Factor Analysis is a procedure that seeks to determine a reduced number of variables, called factors, that explain much of the variation present in a larger number of measured variables. For example Factor Analysis of the results of a questionnaire given to students may reveal that groups of questions relating to differences in mechanical and artistic ability are important in influencing the choice of career path. If so, these groups of questions would come out as separate factors, a factor comprised mainly of the results of mechanical ability questions and another based on the artistic questions.
statistiXL provides a comprehensive module for Factor Analysis, with a variety of analytical options. Data can be input as either raw values or pre-calculated correlation or covariance matricies. Either the correlation or covariance matrix can be used in calculating the factors. The number of factors to be extracted can be established by several different criteria: 1) the number of factors can be chosen to encompass a specified percentage of the total variance in the original data, 2) you can choose to extract factors with eigenvalues greater than a set value, 3) you can extract a specific number of factors. A variety of methods are included for determining the factors including the principal component method (not to be confused with principal component analysis), principal factor method and maximum likelihood method. The axes of the resulting factors can then be rotated to improve the factor structure using either Varimax, Quartimax, Equamax or Promax procedures.

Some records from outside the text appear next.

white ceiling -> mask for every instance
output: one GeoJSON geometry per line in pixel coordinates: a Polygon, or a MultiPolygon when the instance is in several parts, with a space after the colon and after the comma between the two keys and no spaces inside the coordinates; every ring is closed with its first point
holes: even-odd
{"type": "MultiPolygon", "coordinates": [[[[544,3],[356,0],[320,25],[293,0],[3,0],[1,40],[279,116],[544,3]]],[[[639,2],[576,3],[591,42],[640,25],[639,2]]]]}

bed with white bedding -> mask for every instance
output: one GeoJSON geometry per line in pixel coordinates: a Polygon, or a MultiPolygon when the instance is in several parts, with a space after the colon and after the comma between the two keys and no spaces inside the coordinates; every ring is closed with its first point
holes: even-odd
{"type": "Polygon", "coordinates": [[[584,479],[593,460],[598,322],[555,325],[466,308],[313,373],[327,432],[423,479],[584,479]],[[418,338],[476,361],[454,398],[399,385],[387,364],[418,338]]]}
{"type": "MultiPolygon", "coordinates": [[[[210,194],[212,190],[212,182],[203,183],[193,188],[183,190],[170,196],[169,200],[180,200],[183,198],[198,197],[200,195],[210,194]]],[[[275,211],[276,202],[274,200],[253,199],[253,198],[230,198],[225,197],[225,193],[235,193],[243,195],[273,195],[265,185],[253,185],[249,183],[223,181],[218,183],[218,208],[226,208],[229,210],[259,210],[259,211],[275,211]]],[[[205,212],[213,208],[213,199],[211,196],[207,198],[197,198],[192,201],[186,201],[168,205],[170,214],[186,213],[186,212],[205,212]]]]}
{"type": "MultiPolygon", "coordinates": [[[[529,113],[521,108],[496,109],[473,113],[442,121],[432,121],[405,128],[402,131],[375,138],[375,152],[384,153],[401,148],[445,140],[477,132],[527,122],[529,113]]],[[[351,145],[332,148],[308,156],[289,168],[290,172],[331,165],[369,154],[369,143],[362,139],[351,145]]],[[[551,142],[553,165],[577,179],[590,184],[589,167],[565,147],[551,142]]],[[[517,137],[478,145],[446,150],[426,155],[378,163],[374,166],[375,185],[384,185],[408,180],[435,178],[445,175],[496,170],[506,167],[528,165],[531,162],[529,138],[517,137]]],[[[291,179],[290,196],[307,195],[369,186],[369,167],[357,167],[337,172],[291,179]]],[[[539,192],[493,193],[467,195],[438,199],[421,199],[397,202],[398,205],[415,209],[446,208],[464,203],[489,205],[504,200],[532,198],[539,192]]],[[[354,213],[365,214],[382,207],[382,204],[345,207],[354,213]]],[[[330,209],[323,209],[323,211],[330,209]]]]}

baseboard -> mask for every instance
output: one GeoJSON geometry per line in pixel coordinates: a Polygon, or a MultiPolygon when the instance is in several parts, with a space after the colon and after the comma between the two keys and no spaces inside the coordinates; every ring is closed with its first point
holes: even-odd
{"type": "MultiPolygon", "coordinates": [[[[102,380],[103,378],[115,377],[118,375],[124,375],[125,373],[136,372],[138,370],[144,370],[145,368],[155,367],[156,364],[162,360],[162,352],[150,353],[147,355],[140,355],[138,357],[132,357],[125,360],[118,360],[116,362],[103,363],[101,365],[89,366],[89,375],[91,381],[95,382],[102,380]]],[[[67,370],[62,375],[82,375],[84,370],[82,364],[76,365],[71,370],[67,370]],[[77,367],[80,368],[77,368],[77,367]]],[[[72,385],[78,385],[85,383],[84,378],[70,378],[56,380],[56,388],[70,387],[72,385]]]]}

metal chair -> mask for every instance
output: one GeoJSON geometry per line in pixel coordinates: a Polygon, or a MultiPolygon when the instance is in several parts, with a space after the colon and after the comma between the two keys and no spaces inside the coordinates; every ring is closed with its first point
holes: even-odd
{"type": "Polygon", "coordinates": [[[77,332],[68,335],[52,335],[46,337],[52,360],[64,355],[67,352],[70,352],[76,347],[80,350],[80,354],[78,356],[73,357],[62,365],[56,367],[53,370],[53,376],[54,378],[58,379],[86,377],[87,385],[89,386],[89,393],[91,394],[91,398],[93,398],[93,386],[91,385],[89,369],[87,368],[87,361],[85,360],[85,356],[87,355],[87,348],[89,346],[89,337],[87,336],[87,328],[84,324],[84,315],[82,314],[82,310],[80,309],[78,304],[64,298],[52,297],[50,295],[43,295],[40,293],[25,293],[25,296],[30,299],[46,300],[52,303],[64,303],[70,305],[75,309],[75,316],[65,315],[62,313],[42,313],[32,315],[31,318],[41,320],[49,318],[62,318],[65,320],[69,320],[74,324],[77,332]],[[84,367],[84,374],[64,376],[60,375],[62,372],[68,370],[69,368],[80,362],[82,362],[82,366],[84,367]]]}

Results are presented in tabular form. Descriptive statistics and the correlation or covariance matrix are provided, if these options were selected. Eigenvalues are then listed, along with the percent and cumulative percent of the variation in the original data that they encompass. Communalities are then given for each extracted factor. Unrotated factor loadings (and rotated loadings if selected) are listed, along with case-wise factor scores. Scree plots, loading plots and factor plots are produced if these options are selected.
The help file included with statistiXL provides an overview of factor analysis, and an example of factor analysis using the principal component method, with rotation.